The view that the rules are selectively enforced has led many conservatives to abandon Facebook and Twitter for other platforms, such as Parler. The app, which calls itself a "free speech social network," surged to the top of the download rankings for free apps this week.

In part because of that criticism, the larger platforms now face the challenge of articulating coherent enforcement strategies that can be applied consistently, including in other countries where the companies typically have fewer resources, say researchers who study social media and misinformation.

"Once a company makes a move once, it is much easier for them to do it again," said Graham Brookie, director of the Atlantic Council's DFRLab, which studies political misinformation. "We certainly crossed that Rubicon and aren't going back across."

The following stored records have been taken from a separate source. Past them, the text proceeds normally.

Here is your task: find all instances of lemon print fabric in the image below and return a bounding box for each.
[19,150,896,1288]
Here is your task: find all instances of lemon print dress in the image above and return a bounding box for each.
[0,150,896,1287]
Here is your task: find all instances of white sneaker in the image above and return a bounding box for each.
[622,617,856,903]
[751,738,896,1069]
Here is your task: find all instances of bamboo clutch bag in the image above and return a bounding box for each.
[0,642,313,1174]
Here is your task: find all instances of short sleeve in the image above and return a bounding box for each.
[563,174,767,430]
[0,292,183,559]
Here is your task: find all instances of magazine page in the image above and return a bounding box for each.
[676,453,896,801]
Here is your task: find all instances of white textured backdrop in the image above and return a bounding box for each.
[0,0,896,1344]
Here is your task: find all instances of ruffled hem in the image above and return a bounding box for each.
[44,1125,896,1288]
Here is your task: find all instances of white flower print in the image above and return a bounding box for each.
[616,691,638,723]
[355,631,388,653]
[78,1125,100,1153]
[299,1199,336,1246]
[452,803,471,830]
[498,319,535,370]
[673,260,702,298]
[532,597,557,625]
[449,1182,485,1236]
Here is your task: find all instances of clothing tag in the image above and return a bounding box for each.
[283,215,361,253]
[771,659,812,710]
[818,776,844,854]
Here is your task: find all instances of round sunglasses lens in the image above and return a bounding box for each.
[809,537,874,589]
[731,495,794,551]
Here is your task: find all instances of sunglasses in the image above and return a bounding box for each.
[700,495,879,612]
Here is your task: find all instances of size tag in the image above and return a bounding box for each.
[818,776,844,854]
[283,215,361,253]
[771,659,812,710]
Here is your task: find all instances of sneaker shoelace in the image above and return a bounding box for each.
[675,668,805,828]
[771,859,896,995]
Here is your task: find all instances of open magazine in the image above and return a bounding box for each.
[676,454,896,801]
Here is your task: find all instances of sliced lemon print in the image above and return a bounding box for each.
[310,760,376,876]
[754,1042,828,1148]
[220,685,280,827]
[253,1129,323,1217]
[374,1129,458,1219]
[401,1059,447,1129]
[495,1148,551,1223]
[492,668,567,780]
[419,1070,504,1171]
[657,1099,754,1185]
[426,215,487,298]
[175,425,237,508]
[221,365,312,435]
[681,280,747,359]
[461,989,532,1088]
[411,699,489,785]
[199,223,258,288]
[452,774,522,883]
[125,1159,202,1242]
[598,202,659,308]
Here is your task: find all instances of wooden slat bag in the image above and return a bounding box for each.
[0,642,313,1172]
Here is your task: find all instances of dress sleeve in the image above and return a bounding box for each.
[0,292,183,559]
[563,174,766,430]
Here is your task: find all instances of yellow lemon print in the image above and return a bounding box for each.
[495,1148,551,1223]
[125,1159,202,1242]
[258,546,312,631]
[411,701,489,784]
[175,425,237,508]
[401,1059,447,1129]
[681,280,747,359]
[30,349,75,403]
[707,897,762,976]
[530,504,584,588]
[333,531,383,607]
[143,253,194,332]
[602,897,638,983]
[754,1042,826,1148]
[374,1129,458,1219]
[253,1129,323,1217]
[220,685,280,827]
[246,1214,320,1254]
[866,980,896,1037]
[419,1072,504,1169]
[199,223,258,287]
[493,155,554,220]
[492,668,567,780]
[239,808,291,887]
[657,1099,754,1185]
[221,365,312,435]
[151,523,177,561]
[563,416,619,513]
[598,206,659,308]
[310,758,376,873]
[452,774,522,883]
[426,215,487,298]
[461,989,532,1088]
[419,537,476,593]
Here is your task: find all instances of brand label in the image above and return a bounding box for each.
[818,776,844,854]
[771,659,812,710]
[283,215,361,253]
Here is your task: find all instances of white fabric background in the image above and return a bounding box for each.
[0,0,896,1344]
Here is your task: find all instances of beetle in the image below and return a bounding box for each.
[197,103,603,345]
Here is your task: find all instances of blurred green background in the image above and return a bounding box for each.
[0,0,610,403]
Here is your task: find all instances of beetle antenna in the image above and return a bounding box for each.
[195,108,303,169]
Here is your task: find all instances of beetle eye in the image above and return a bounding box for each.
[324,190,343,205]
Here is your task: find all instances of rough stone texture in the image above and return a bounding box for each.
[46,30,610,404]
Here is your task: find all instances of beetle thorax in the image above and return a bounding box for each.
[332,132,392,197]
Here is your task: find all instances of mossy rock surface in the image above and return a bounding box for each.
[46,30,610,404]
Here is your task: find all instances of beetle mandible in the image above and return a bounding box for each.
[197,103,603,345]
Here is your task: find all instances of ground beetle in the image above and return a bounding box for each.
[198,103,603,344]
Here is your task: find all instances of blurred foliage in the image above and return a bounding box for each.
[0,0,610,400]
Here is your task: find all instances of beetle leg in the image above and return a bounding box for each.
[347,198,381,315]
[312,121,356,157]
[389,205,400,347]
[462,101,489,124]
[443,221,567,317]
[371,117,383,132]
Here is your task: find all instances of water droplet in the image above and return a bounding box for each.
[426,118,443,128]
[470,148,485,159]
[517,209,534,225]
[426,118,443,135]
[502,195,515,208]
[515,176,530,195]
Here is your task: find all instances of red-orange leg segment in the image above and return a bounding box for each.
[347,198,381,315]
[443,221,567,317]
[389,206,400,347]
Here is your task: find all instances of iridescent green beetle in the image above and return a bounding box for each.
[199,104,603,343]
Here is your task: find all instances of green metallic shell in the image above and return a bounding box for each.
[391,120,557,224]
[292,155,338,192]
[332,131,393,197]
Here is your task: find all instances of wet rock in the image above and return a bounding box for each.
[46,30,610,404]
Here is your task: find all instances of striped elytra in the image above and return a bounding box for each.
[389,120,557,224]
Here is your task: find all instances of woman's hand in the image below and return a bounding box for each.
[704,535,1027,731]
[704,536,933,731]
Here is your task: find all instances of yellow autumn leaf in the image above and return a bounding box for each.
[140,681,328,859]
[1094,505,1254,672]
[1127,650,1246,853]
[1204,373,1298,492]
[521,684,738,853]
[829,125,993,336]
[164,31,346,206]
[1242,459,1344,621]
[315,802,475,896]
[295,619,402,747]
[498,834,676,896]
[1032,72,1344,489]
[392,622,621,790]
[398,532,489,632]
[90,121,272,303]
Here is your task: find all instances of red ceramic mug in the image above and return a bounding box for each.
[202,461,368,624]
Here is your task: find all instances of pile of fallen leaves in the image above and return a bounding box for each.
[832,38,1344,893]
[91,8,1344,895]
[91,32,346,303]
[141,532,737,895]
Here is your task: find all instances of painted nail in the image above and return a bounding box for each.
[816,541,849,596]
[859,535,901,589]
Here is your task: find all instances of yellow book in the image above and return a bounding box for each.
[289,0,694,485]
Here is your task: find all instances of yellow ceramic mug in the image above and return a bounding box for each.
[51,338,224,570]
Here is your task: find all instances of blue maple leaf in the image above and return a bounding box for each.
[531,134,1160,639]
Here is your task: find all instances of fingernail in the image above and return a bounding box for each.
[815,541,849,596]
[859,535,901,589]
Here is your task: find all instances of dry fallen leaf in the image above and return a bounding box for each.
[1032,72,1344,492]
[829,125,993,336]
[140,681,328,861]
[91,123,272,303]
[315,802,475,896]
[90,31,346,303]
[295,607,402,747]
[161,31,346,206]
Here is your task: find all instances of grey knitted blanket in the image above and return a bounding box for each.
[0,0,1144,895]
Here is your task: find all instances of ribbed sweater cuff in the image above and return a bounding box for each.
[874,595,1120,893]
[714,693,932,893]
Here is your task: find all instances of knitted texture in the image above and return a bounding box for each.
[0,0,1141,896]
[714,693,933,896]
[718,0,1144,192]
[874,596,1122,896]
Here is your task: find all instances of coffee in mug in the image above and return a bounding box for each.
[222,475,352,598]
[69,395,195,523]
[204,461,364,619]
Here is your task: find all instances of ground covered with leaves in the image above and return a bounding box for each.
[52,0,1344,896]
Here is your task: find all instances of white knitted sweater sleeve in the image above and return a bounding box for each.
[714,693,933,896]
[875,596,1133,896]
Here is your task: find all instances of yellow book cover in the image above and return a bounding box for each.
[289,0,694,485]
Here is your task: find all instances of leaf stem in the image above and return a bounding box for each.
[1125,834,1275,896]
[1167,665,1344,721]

Facebook has scheduled some postelection analysis sessions a few weeks after the election where employees are expected to discuss which measures that the company took in recent weeks should last longer, a person familiar with the matter said. Substantial changes would require Facebook CEO Mark Zuckerberg's approval, the person added.

One change that appears likely: Twitter said Mr. Trump's account, which has grown to more than 88 million followers, would no longer receive special privileges once he becomes a private citizen. The loss of those privileges, which are reserved for world leaders and public officials, would mean that some tweets that violate the site's rules would be taken down rather than labeled.

--Deepa Seetharaman contributed to this article.